Dugway plans bio-warfare testing center expansion

The Dugway Proving Center in Tooele County, Utah, is planning to expand a facility where biological agents and toxins are tested.

Big-D Construction, a Salt Lake City-based company, received a $22.6 million contract to expand Dugway's 33,150-square-foot Lothar Salomon Life Sciences Test Facility by an additional 41,000 square feet. The expansion will enable the military to develop and test protection, identification, detection and decontamination equipment for first responders and the armed forces, the Tooele Transcript Bulletin reports.

The project is anticipated to begin next spring and be completed by May 2015.

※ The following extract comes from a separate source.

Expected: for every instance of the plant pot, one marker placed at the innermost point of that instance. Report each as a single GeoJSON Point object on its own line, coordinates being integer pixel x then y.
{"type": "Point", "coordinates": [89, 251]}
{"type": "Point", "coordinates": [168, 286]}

"The Department of Defense is concerned about the threat to the security of the United States by hostile nations and terrorist organizations that could pose a significant danger to both civilian populations and the Armed Forces of the United States," Bonnie Robinson, the public information officer for Dugway, said, according to the Tooele Transcript Bulletin. "The concern is the threat of biological warfare. Our job at Dugway Proving Ground is to help protect our service members, first responders and the American citizens from a biological attack by ensuring that warfighters and the responders both have the best protective gear and testing and decontamination equipment to ensure a quick and successful response."

The facility is the only Department of Defense facility certified to test developmental equipment with such agents as biological toxins, viruses and bacteria. The lab space after the expansion will be approximately 60 percent biosafety level 2 and 40 percent biosafety level 3.

"One significant advantage of the addition is that it will allow us to designate specific labs for molecular biology only, and allow us to facilitate better work flow and recommended standard practices," Douglas Anderson, the chief of the Life Sciences Division, said, according to the Tooele Transcript Bulletin. "The expansion will allow us to conduct concurrent tests using BSL 3 containment aerosol chambers, which had been somewhat restricted by space prior to the addition."